Metropolitan area in United States of America

The Iowa City Metropolitan Statistical Area, as defined by the United States Census Bureau, is an area consisting of two counties in Iowa anchored by the city of Iowa City. The Metropolitan Statistical Area (MSA) had a population of 182,711 people in the 2025 US Census Bureau population estimate. growing 4.16% compared to 2020.

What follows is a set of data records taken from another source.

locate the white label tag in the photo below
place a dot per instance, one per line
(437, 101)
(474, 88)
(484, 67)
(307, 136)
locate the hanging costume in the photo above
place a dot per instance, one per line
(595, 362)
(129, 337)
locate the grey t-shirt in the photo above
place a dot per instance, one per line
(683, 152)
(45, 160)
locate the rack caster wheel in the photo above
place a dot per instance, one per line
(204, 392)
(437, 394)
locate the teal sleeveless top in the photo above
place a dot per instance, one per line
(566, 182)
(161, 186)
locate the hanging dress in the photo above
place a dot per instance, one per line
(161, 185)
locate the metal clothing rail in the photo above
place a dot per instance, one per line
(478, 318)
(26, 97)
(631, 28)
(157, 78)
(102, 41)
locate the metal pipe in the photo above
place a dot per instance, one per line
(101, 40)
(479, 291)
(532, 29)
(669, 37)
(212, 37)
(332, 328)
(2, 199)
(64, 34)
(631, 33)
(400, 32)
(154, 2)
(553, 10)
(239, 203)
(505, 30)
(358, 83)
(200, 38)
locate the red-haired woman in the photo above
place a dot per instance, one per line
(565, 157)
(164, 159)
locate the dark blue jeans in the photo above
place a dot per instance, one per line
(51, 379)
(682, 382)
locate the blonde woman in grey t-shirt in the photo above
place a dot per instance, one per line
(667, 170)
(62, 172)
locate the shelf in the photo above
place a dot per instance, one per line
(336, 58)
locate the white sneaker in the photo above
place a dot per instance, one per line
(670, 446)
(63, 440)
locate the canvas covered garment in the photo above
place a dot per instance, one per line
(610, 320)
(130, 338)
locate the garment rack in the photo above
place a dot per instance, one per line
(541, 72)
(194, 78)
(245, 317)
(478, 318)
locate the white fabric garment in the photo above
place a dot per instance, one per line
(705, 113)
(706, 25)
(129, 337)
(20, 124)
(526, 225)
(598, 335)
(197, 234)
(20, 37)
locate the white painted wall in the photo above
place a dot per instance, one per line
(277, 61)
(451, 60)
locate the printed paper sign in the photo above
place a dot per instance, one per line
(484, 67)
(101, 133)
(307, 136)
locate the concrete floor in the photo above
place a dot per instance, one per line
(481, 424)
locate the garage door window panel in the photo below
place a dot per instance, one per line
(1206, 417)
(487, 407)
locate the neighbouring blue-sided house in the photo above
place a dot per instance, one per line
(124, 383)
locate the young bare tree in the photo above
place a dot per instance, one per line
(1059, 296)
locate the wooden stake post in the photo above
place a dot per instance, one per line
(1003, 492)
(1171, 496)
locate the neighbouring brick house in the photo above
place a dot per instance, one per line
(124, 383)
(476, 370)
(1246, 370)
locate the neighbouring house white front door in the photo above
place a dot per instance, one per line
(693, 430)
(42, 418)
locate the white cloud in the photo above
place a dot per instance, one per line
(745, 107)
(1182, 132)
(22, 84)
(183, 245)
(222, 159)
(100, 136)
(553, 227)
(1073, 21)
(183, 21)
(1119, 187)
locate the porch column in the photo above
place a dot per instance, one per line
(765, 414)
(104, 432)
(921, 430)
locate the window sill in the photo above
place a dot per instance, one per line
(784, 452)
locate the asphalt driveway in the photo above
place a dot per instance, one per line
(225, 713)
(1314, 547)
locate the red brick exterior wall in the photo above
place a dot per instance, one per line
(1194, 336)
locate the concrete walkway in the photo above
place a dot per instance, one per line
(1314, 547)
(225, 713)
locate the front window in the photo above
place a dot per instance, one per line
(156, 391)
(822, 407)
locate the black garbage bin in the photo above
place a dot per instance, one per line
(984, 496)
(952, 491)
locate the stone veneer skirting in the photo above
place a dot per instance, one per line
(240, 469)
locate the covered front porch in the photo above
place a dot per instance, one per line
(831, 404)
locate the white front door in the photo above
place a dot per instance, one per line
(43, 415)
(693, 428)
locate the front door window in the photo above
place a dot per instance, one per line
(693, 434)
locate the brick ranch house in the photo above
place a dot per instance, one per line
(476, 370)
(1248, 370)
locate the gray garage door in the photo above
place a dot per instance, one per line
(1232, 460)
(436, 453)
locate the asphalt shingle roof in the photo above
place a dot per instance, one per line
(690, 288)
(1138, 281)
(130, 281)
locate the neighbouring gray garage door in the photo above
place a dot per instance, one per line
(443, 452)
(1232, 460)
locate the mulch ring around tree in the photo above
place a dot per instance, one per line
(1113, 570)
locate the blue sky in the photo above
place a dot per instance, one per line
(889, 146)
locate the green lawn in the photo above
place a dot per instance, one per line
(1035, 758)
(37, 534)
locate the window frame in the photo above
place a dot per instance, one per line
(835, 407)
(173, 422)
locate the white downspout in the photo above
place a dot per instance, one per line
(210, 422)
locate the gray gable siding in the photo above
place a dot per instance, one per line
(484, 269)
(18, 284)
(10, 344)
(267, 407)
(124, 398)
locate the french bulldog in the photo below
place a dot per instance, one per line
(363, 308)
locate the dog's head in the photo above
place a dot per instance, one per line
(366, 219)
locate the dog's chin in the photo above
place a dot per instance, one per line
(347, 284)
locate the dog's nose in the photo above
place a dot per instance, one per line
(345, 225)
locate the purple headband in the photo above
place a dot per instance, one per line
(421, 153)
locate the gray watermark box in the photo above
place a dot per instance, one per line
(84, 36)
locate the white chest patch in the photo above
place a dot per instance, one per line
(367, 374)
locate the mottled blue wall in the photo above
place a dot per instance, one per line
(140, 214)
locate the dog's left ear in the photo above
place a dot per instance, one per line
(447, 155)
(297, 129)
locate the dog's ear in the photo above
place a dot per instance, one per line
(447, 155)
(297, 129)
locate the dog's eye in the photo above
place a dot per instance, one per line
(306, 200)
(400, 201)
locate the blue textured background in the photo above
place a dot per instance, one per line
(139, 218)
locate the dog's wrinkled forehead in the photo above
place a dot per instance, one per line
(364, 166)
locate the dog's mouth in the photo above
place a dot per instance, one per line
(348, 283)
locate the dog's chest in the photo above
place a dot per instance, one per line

The Iowa City Metropolitan Statistical Area (MSA) is also a part of a Combined Statistical Area (CSA) with the nearby Cedar Rapids Metropolitan Statistical Area (MSA). This CSA plus two additional counties are known as the Iowa City-Cedar Rapids (ICR) region and collectively have a population of nearly 500,000.

==Counties==
Johnson and Washington make up the Iowa City metropolitan area with Johnson County being the second fastest growing county in Iowa.

==Communities==
- Places with more than 50,000 inhabitants
  - Iowa City (Principal city)
- Places with 5,000 to 50,000 inhabitants
  - Coralville
  - North Liberty, at 20%, fastest growing city in Johnson County (2010-2017)
  - Washington
- Places with 1,000 to 5,000 inhabitants
  - Kalona
  - Lone Tree
  - Riverside
  - Solon
  - Tiffin
  - Wellman
  - West Branch (partial)
  - University Heights
- Places with 500 to 1,000 inhabitants
  - Ainsworth
  - Brighton
  - Hills
  - Oxford
  - Shueyville
  - Swisher
- Places with less than 500 inhabitants
  - Coppock (partial)
  - Crawfordsville
  - West Chester
- Unincorporated places
  - Cosgrove
  - Elmira
  - Frytown
  - Joetown
  - Morse
  - Oasis
  - River Junction
  - Sharon Center
  - Sutliff
  - Windham

==Demographics==
As of the census of 2000, there were 131,676 people, 52,136 households, and 29,213 families residing within the MSA. The racial makeup of the MSA was 91.22% White, 2.49% African American, 0.27% Native American, 3.52% Asian, 0.04% Pacific Islander, 1.08% from other races, and 1.38% from two or more races. Hispanic or Latino of any race were 2.54% of the population.

===2013 demographic estimates===
As of the 2013 US Census Bureau population estimate there were 161,170 people, an increase of 2800 people or 1.8% compared to 2012, due to 2,059 births, 651 international migrants and 889 from domestic migration. This compares favorably to nearly two thirds of Iowa counties who have lost population over 2012–2013.

==Socioeconomic data==
The median income for a household in the MSA was $39,582, and the median income for a family was $52,874. Males had a median income of $32,936 versus $26,306 for females. The per capita income for the MSA was $20,221, as of the census of 2000.